A Break clause does normally only allow the Tenant to give up the Lease at some fixed point, and this is usually half way through the fixed term, as opposed to any time after a certain date. Likewise, for the break to be exercised correctly, the Tenant has to serve the Notice as dictated by the Lease.
I do need you to forward to me the full wording of the clause from your Lease, to be sure, but I fear that the Landlord is indeed correct, and it would be most strange for the Lease to allow you to break it at any time after the 18th month period.
I look forward to hearing form you if you would like to send me the wording.
Otherwise, I hope the above assists.
Hi, thanks for your positive feedback. Give me a few minutes and I will come back to you on the Lease wording. Al
Hi, the extract you have sent me is only the front sheet. I do need to see the wording in the main body of the Lease. If you could email me this to me? Al
Oh- well, if there is nothing in the Lease itself, this leaves it as a very cloudy issue.

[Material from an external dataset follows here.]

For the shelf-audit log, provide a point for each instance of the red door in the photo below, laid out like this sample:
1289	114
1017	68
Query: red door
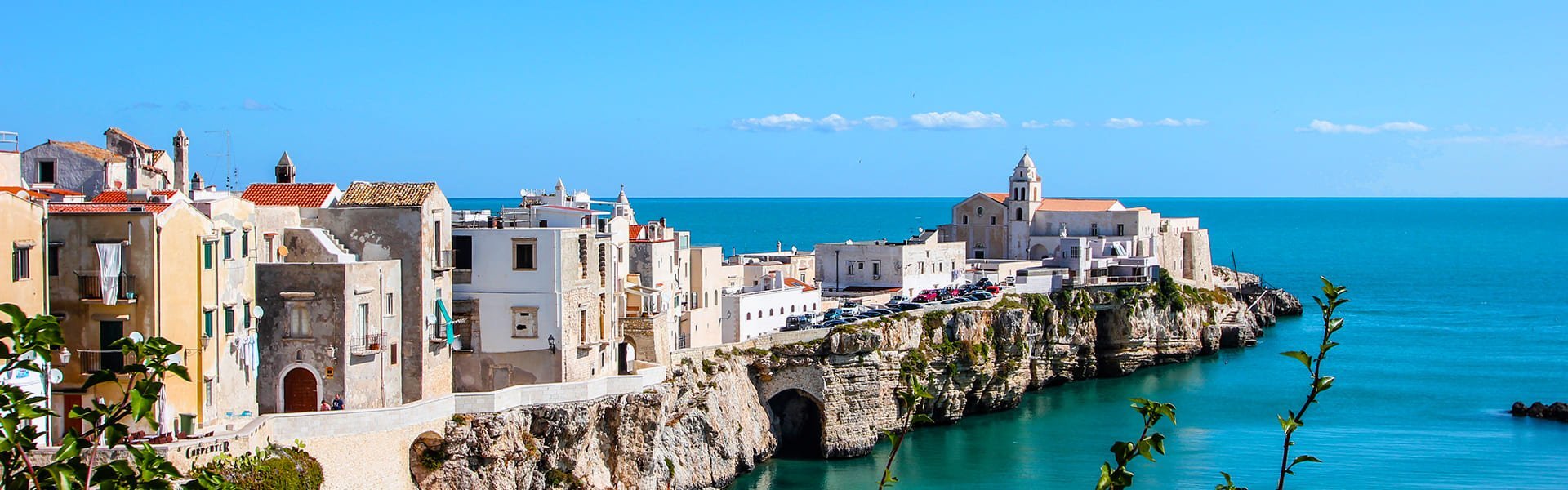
300	391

Normally, it would be successfully argued that as there is no break clause in the Lease, then there is no break clause full stop, as the Lease is the legally binding agreement between the parties (the heads of terms are merely an indication as to what should be in the Lease and is not legally binding between the parties).
On the flip side, it was clearly the intention of the parties that there be a break clause, and if it was an innocent mistake that it was excluded, you would have to try and argue this. However, it would still be unclear as to when the break clause comes into effect as you are quite right in that the heads of terms state "after 18 months" implying it could be any time on or after 18 months.
I'm afraid that unless the Landlord is agreeable to you breaking the lease now, your only option would be to take the matter to Court and it would involve no doubt a lengthy and expensive case to resolve and would not be financially viable form your point of view.